Switch-Assistant Loss Recovery for RDMA Transport Control
Qingkai Meng,Yiran Zhang,Shan Zhang,Zhiyuan Wang,Tong Zhang,Hongbin Luo,Fengyuan Ren
DOI: https://doi.org/10.1109/tnet.2023.3336661
2024-01-01
Abstract:RoCEv2 (RDMA over Converged Ethernet version 2) is the canonical method for deploying RDMA in Ethernet-based datacenters. Traditionally, RoCEv2 runs over the lossless network which is in turn achieved by enabling Priority Flow Control (PFC) within the network. However, as the scale of the datacenter increases, PFC’s side effects, such as head-of-line blocking, congestion spreading, and pause frame storm, are amplified. Datacenter operators can no longer tolerate these problems. In hence, they are seeking PFC alternatives for RDMA networks.
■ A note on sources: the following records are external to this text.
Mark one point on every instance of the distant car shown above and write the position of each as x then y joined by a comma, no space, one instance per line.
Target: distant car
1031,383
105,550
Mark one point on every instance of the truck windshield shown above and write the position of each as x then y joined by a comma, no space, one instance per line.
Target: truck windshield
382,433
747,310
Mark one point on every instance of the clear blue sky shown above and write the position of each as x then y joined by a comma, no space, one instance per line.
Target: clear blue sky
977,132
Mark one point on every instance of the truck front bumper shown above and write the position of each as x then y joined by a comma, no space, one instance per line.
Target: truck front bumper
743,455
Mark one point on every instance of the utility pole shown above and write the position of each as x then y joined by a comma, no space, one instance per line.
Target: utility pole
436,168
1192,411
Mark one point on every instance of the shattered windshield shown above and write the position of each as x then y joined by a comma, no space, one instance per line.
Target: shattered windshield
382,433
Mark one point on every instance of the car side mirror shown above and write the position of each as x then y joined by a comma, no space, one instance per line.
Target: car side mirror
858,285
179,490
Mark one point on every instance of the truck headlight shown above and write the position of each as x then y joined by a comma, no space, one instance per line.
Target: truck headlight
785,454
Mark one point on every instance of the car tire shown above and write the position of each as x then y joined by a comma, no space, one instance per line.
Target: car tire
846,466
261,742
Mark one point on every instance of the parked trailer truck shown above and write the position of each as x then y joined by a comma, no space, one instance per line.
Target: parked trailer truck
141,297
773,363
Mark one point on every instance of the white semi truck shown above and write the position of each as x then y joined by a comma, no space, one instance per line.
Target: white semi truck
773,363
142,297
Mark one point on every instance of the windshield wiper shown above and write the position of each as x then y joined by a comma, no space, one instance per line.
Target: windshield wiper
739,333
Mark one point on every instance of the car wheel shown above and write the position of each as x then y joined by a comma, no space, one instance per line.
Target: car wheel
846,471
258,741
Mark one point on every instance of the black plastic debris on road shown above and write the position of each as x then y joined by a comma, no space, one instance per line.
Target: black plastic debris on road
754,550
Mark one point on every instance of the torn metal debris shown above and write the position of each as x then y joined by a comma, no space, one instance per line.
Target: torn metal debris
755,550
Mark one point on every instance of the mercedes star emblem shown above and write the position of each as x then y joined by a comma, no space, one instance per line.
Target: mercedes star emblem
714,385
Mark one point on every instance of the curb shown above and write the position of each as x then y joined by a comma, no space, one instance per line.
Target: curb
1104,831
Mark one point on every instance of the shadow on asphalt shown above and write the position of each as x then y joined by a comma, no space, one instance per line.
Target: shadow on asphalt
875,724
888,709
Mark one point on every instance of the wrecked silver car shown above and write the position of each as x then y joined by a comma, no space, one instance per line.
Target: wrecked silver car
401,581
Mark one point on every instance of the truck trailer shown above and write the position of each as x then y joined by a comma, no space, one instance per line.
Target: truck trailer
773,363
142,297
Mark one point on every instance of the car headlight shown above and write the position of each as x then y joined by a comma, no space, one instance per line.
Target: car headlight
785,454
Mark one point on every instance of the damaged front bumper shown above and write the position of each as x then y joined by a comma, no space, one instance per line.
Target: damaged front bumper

Rather than aiming at the lossless RDMA network, we instead handle packet loss effectively to support RDMA over Ethernet. In this paper, we propose Switch-assistant Loss Recovery (SLR), a switch building block to enhance RoCEv2’s loss recovery. Specifically, SLR-enabled switches send loss notifications to request fast retransmissions. To cooperate with go-back-N retransmission, SLR generates loss notifications only when expected packets ( i.e. , in-order packets expected by receivers) are dropped and then filters out unexpected packets, which can avoid timeouts and prevent exacerbating congestion. Further, we adapt SLR to multi-bottleneck scenarios by inferring expected packets among multiple switch views. We implement SLR prototypes on commodity programmable switches. Evaluations show that SLR reduces the 99.9th-percentile FCT slowdown by up to 21.6 $\times$ compared to PFC and other state-of-the-arts.